Economia & Negócios / Economia
Brasil chega a quase 2 milhões de trabalhadores por aplicativos, aponta IBGE
Levantamento mostra jornadas maiores, alta informalidade e rendimento por hora 12% menor que entre trabalhadores que não atuam por plataformas
Luis Gustavo, Da Redação*
O Brasil tinha 1,959 milhão de pessoas trabalhando por meio de aplicativos em 2025, segundo levantamento divulgado nesta sexta-feira (4) pelo Instituto Brasileiro de Geografia e Estatística (IBGE). O número corresponde a 1,9% de toda a população ocupada do país.
A pesquisa considera pessoas com 14 anos ou mais que utilizam plataformas digitais para atividades como transporte de passageiros, entregas e prestação de serviços. A maior parte atua por conta própria.
Do total, aproximadamente 1,2 milhão trabalhavam com aplicativos de transporte de passageiros, o equivalente a 58,9% dos trabalhadores plataformizados. Cerca de 1,1 milhão utilizavam plataformas como Uber e 99, enquanto 232 mil atuavam exclusivamente com aplicativos de táxi.
Já os entregadores de comida e outros produtos somavam 376 mil pessoas, ou 19,2% do total. Outros 313 mil trabalhadores, correspondentes a 16%, utilizavam aplicativos para prestação de serviços gerais ou profissionais, incluindo atividades como design, tradução e telemedicina.
Trabalhadores ganham praticamente o mesmo, mas trabalham mais
Um dos principais pontos do levantamento é a diferença na jornada de trabalho. Em 2025, os trabalhadores por aplicativos tinham uma jornada média de 44,7 horas semanais, enquanto os demais trabalhadores do setor privado trabalhavam, em média, 39,3 horas.
Apesar da jornada maior, o rendimento mensal médio ficou praticamente igual: R$ 3.147 entre os plataformizados, contra R$ 3.148 entre os demais trabalhadores.
Quando considerado o valor recebido por hora, porém, a diferença aparece: os trabalhadores de aplicativos recebiam, em média, R$ 16,20 por hora, enquanto os não plataformizados recebiam R$ 18,40 — uma diferença de 12%.
Informalidade é maior entre trabalhadores de aplicativos
O levantamento também aponta uma forte presença da informalidade. Entre os trabalhadores por aplicativos, 72,1% estavam na informalidade, contra 42,7% entre os demais trabalhadores.
A cobertura previdenciária também era significativamente menor: apenas 34% dos plataformizados tinham cobertura previdenciária, enquanto o percentual chegava a 63% entre os demais trabalhadores.

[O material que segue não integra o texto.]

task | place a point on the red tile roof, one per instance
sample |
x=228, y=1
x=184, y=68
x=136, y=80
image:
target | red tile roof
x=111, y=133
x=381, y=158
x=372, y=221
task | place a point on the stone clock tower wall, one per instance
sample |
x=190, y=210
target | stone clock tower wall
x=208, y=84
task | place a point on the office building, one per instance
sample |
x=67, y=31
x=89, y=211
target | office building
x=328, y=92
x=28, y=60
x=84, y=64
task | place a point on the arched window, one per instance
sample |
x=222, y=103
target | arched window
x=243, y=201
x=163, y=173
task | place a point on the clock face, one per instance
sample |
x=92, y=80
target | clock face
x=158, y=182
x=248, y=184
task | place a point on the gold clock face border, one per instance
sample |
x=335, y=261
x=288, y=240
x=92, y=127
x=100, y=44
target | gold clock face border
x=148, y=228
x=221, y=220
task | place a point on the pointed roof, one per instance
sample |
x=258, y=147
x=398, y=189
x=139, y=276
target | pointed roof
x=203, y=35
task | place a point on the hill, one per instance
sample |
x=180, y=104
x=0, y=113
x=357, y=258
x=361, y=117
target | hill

A maioria dos trabalhadores de aplicativos, 86,8%, declarou trabalhar por conta própria. Apesar disso, o IBGE identificou sinais de dependência em relação às plataformas. Entre motoristas de aplicativos, por exemplo, 80,2% disseram que o valor recebido por cada tarefa depende totalmente da plataforma. Entre entregadores, o percentual foi de 78,3%.
Número de trabalhadores segue crescendo
Considerando apenas aqueles que tinham os aplicativos como ocupação principal, o número passou de 1,3 milhão em 2022 para 1,7 milhão em 2024 e 1,8 milhão em 2025.
Nesse recorte, houve crescimento de 9,1% em apenas um ano e de 36,8% em três anos. O número de entregadores foi o que mais cresceu entre 2024 e 2025, com alta de 18,6%.
O IBGE ressalta, no entanto, que a pesquisa sobre trabalho por plataformas ainda é experimental e que a metodologia de 2025 passou a incluir também pessoas que utilizam aplicativos como fonte de renda complementar. Por isso, o total de 1,959 milhão não deve ser comparado diretamente com os números de anos anteriores.
“Uberização” entra novamente em debate
A divulgação dos dados ocorre em meio à discussão sobre a chamada “uberização” do trabalho, especialmente diante do debate sobre direitos e eventual reconhecimento de vínculo empregatício entre trabalhadores e plataformas digitais.
O tema também está em análise no Supremo Tribunal Federal (STF), enquanto representantes de categorias como motoristas e entregadores defendem maior proteção trabalhista. *Com informações da Agência Brasil.